White did strike a fourth statement: "I write this as a woman who had to change my phone number weekly because I was getting death threats. For months, I rarely left my apartment, and when I did, I was pursued by camera drones and photographers on foot, on motorcycles and in cars. Tabloid outlets that posted pictures of me spun them in a negative light. I felt as though I was on trial in the court of public opinion — and my life and livelihood depended on myriad judgments far beyond my control."

The statement, White found, is too "opinion-laden" and representative of Heard's perspective to be actionable, "[e]ven in light of the somewhat relaxed defamation by implication standard set forth by the Supreme Court of Virginia."

White also denied Heard's plea in bar regarding the statute of limitations. Under Virginia law, such claims must be brought within a year. Heard argued that Depp is reviving statements she made in 2016 and Depp argues that the op-ed constitutes a republication under the law, according to White's summary.

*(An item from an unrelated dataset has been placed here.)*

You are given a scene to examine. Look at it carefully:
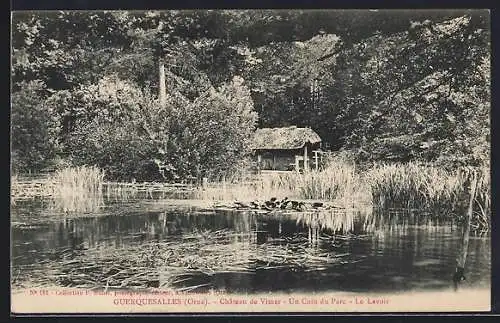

"Assuming arguendo that Plaintiff proceeds on a theory of republication, Plaintiff is correct in asserting that the date of republication is the date on which the clock begins running for the statute of limitations in a defamation action," writes White in the letter, which is posted below.

Because truth is an absolute defense to defamation claims, things will likely get ugly and personal as this case moves toward trial — with each side fighting to prove the other was abusive — as they have in Depp's U.K. fight with The Sun. (That trial is currently on hold because of the coronavirus pandemic.)

Heard's attorney Roberta Kaplan on Friday sent The Hollywood Reporter a statement in response to the ruling: “Today’s decision leaves it to a jury to decide the meaning of Ms. Heard’s op-ed and the truth of what she said. As we have said all along, the courts have strong mechanisms in place for determining the truth. Here, we remain confident that Ms. Heard will prevail at trial when the jury is presented with evidence on the question that the Court identified — namely, whether ‘Ms. Heard was abused by Mr. Depp.’”

Depp's attorney Adam Waldman also sent THR a statement: "Today’s Court ruling speaks for itself. Roberta Kaplan’s suggestion that losing their own motion to dismiss was what they had planned all along also speaks for itself. As for Amber Heard’s mythical ‘evidence’ that Ms. Kaplan confidently cites, we and reality both look forward to seeing it."